See xscreensaver/hacks/bitlife.c source for extensive discussion of technical choices (many in retrospect misguided) and future plans (which I don't expect to touch).
Anyway, if you care about GPU-accelerated game of life, the sensible approach nowdays would be at least OpenGL and better yet more direct programming of the GPU using CUDA/OpenCL.
Before we start, I must note that Hashlife is exponentially faster than anything I present here.
[C notation: & is and, | is or, ^ is xor, a&=b means take a&b and store back into a...]
As I said I want a way to compute the 9->1 bit function (9 = this cell + 8 neighbors):
|sum of neighbors||0||1||2||3||4+|
|this cell = 0||0||1||0|
|this cell = 1||0||1||0|
using boolean operators. So to first approximation I want the smallest boolean circuit. More precisely, BitBlts affect an existing bitmap, so I want a short program consisting of "2-argument opcodes" (like A &= B, not C = A & B).

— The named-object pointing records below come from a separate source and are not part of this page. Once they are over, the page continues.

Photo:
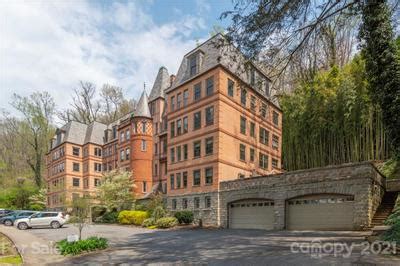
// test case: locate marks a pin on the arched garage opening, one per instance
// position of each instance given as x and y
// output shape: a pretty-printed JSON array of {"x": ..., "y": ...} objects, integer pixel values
[
  {"x": 251, "y": 214},
  {"x": 320, "y": 212}
]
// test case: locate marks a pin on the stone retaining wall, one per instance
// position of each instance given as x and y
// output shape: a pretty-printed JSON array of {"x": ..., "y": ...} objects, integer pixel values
[{"x": 360, "y": 180}]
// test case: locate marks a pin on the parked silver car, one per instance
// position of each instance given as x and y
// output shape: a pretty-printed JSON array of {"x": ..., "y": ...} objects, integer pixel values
[{"x": 42, "y": 219}]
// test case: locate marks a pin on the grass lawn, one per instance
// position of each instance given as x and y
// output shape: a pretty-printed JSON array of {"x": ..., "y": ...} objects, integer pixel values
[{"x": 8, "y": 254}]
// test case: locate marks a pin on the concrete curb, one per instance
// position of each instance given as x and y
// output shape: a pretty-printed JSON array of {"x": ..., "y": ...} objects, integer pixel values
[{"x": 14, "y": 246}]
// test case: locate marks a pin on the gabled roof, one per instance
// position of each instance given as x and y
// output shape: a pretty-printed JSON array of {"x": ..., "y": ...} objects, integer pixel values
[
  {"x": 95, "y": 132},
  {"x": 142, "y": 107},
  {"x": 218, "y": 51},
  {"x": 161, "y": 83},
  {"x": 80, "y": 134}
]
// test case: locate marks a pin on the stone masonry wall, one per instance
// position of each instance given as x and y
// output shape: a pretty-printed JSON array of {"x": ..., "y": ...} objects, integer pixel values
[
  {"x": 360, "y": 180},
  {"x": 209, "y": 216}
]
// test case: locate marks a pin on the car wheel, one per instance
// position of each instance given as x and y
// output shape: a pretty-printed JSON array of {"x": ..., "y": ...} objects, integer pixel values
[
  {"x": 22, "y": 226},
  {"x": 55, "y": 225}
]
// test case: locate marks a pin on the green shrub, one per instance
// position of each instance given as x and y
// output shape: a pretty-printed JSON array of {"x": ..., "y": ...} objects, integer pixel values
[
  {"x": 149, "y": 222},
  {"x": 108, "y": 218},
  {"x": 184, "y": 217},
  {"x": 158, "y": 213},
  {"x": 77, "y": 247},
  {"x": 132, "y": 217},
  {"x": 140, "y": 207},
  {"x": 166, "y": 222},
  {"x": 98, "y": 212}
]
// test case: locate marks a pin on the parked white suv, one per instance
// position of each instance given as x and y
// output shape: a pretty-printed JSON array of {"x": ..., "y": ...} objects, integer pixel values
[{"x": 42, "y": 219}]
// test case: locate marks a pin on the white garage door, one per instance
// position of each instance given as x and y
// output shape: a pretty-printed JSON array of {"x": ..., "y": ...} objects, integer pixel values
[
  {"x": 327, "y": 212},
  {"x": 252, "y": 214}
]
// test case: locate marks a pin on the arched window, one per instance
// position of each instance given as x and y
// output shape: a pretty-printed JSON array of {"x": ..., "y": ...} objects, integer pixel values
[{"x": 143, "y": 127}]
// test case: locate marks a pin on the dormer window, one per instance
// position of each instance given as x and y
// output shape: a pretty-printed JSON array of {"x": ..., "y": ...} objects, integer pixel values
[
  {"x": 193, "y": 65},
  {"x": 252, "y": 77},
  {"x": 114, "y": 132}
]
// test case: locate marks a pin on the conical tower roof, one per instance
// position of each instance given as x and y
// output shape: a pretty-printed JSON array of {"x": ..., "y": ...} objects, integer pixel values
[
  {"x": 161, "y": 83},
  {"x": 142, "y": 107}
]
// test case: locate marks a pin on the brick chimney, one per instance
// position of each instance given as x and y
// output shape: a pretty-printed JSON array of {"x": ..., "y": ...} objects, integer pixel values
[{"x": 171, "y": 79}]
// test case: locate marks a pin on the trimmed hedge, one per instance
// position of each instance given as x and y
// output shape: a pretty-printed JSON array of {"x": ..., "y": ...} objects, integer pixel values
[
  {"x": 132, "y": 217},
  {"x": 108, "y": 218},
  {"x": 184, "y": 217},
  {"x": 158, "y": 213},
  {"x": 77, "y": 247},
  {"x": 166, "y": 222}
]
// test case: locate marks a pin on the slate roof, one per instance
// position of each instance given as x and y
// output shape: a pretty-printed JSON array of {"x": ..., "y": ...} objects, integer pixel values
[
  {"x": 215, "y": 51},
  {"x": 79, "y": 133},
  {"x": 161, "y": 83},
  {"x": 95, "y": 133},
  {"x": 142, "y": 107}
]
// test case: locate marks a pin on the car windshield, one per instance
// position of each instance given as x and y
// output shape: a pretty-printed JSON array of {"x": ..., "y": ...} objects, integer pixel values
[
  {"x": 25, "y": 214},
  {"x": 35, "y": 215}
]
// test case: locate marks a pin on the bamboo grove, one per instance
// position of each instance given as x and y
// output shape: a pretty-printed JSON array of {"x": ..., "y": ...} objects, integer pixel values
[{"x": 332, "y": 120}]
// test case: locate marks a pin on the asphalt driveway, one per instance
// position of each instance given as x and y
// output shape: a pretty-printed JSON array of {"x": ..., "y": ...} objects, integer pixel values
[{"x": 134, "y": 245}]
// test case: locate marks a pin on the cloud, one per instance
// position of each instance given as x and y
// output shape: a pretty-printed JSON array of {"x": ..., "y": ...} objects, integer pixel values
[{"x": 51, "y": 47}]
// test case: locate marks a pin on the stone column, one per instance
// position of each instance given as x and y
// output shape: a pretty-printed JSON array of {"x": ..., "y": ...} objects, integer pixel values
[{"x": 279, "y": 210}]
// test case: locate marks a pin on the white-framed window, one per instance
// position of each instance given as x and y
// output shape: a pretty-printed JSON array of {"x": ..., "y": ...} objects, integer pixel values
[{"x": 144, "y": 145}]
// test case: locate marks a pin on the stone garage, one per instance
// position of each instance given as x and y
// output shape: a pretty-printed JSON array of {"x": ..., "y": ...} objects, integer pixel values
[{"x": 343, "y": 197}]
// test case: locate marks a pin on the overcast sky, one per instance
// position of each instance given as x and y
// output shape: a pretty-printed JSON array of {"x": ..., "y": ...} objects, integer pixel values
[{"x": 51, "y": 45}]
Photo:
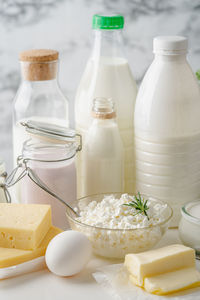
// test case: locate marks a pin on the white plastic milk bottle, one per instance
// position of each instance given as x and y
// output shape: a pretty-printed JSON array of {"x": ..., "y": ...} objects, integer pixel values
[
  {"x": 108, "y": 75},
  {"x": 167, "y": 127},
  {"x": 103, "y": 154}
]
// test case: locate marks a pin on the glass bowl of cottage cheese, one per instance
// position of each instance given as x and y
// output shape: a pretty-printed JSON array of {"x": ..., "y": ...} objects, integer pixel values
[{"x": 115, "y": 227}]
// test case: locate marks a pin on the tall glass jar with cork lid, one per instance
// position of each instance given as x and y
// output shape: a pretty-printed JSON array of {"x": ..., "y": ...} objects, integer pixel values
[{"x": 39, "y": 97}]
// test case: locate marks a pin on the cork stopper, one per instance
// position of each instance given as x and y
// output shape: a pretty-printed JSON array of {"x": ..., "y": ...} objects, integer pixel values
[{"x": 39, "y": 64}]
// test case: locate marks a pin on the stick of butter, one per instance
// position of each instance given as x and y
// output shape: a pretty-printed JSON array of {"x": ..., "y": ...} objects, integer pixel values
[
  {"x": 10, "y": 257},
  {"x": 158, "y": 261},
  {"x": 172, "y": 282},
  {"x": 23, "y": 226}
]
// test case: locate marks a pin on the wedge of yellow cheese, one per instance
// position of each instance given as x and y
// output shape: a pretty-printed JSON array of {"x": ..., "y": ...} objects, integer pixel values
[
  {"x": 158, "y": 261},
  {"x": 172, "y": 282},
  {"x": 10, "y": 257},
  {"x": 23, "y": 226}
]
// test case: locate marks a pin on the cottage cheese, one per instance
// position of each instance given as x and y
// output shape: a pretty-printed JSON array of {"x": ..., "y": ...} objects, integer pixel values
[
  {"x": 115, "y": 230},
  {"x": 112, "y": 213}
]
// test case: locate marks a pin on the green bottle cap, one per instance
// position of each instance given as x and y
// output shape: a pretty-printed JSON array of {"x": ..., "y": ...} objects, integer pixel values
[
  {"x": 108, "y": 22},
  {"x": 198, "y": 74}
]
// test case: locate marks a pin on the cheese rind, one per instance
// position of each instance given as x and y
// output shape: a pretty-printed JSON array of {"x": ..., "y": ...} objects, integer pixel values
[
  {"x": 10, "y": 257},
  {"x": 158, "y": 261},
  {"x": 172, "y": 282},
  {"x": 23, "y": 226}
]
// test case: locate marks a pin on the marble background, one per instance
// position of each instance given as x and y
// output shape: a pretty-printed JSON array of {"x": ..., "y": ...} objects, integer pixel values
[{"x": 66, "y": 25}]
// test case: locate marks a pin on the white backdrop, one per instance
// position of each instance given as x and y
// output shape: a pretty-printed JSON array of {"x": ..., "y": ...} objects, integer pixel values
[{"x": 66, "y": 26}]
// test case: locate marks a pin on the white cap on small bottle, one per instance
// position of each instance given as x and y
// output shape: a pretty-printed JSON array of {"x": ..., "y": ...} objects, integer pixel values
[{"x": 170, "y": 45}]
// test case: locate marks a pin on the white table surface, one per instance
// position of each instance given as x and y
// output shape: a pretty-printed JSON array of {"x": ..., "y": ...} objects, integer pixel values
[{"x": 43, "y": 285}]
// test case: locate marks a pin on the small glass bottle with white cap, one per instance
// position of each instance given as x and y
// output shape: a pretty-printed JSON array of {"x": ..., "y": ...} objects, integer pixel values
[
  {"x": 103, "y": 155},
  {"x": 167, "y": 127}
]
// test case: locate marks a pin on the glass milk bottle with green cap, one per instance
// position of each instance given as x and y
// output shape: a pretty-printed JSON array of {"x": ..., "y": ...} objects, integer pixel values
[
  {"x": 167, "y": 127},
  {"x": 108, "y": 75}
]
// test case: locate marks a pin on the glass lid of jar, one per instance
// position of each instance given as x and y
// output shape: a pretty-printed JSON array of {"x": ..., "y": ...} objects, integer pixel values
[{"x": 52, "y": 131}]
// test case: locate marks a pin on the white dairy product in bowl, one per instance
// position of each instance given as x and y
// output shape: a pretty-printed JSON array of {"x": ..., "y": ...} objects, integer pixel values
[
  {"x": 115, "y": 229},
  {"x": 189, "y": 226},
  {"x": 167, "y": 128}
]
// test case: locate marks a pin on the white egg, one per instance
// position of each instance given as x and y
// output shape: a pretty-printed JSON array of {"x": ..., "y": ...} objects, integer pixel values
[{"x": 68, "y": 253}]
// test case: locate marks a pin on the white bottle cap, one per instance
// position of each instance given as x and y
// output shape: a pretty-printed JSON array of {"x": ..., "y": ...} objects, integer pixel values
[{"x": 170, "y": 45}]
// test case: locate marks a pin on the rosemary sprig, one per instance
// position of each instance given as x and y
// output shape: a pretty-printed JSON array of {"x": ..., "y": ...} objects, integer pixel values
[{"x": 139, "y": 204}]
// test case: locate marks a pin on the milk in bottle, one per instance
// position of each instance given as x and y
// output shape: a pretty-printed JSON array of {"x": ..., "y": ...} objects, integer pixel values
[
  {"x": 103, "y": 154},
  {"x": 167, "y": 127},
  {"x": 108, "y": 75},
  {"x": 39, "y": 97}
]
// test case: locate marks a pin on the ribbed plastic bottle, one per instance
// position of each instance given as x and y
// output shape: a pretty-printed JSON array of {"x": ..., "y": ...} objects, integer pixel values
[{"x": 167, "y": 127}]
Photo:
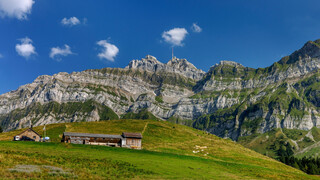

I also prefer a small number of intermediate bitmaps. [I orinally believed this is important if we have hardware blits and hope to fit all the arrays into video memory. With today's copious memory, I suppose it's a moot concern.]
The costly operation is counting the neighbors (done 8 times). Note that it's enough to saturate the counting at 4 (all values >=4 have same result). So the counters need 5 distinct states.
The brute-force approach is to count in binary. We need 3 bits for the counter itself. Then we need at least one bit for the carry (we can get away with computing the second carry directly into bit 2; it helps to store bit 2 reversed):
carry1 = input carry1 &= bit0 bit0 ^= input carry1 &= bit2not # protect bit 2 once it is "on" (0) bit1 ^= carry1 bit2not ^= bit1 bit2not ^= carry1
Thus we would need 7 operations.
The simpler approach I implemented is a shift register of 4 bits that starts full of zeros and a 1 is shifted in every time the input is 1. It's easy to see that it has 5 states, locking into the last one. The interesting part is that the shifting process can be done without extra bits if performed starting from the MSB:
bit[i+1] |= input bit[i+1] &= bit[i]
The LSB doesn't need the and, so we need 7 operations again. I chose it since it is simpler to think about, uses only two operations and satisfies a nice property: bit[i+1] => bit[i].
Some additional simplifications can be applied to both methods, notably instead of clearing the arrays each iteration, one replaces the operations involving them -- for example or-ing onto something that is intended to be zero, just copy into it...
The search for faster ways is not over. In particular I didn't try blits from the life array onto itself (this might be able to parallelize things that are impossible under the counting approach).
Another possible direction is using lookup table (LUT) operation as the main "engine", rather than blits with logical operation. If you combine / interleave bits of different operands into one image, you can effectively compute logic functions of serveral operands by a LUT. Particularly, the counting could be done in one lookup! I'm not sure what platforms / libraries provide access to accelerated LUT operations, however.
The xsreensaver hack (everything under xscreensaver/) is distributed under same X11-like licence as rest of xscreensaver:
Permission to use, copy, modify, distribute, and sell this software and its documentation for any purpose is hereby granted without fee, provided that the above copyright notice appear in all copies and that both that copyright notice and this permission notice appear in supporting documentation. No representations are made about the suitability of this software for any purpose. It is provided "as is" without express or implied warranty.
Files in this directory (presently - this README document and screenshots) are dual-licensed under both LGPL and the X11-like license: you can use them under either of the licenses at your choice.
License change: the Python part is now under the GNU Lesser General Public License (LGPL).
It was previuosly under the GNU General Public License (GPL). This change can be only good for users as LGPL is more relaxed. I changed it because:
I also clarified the license section to say which directories have which license and made this common document dual-licensed.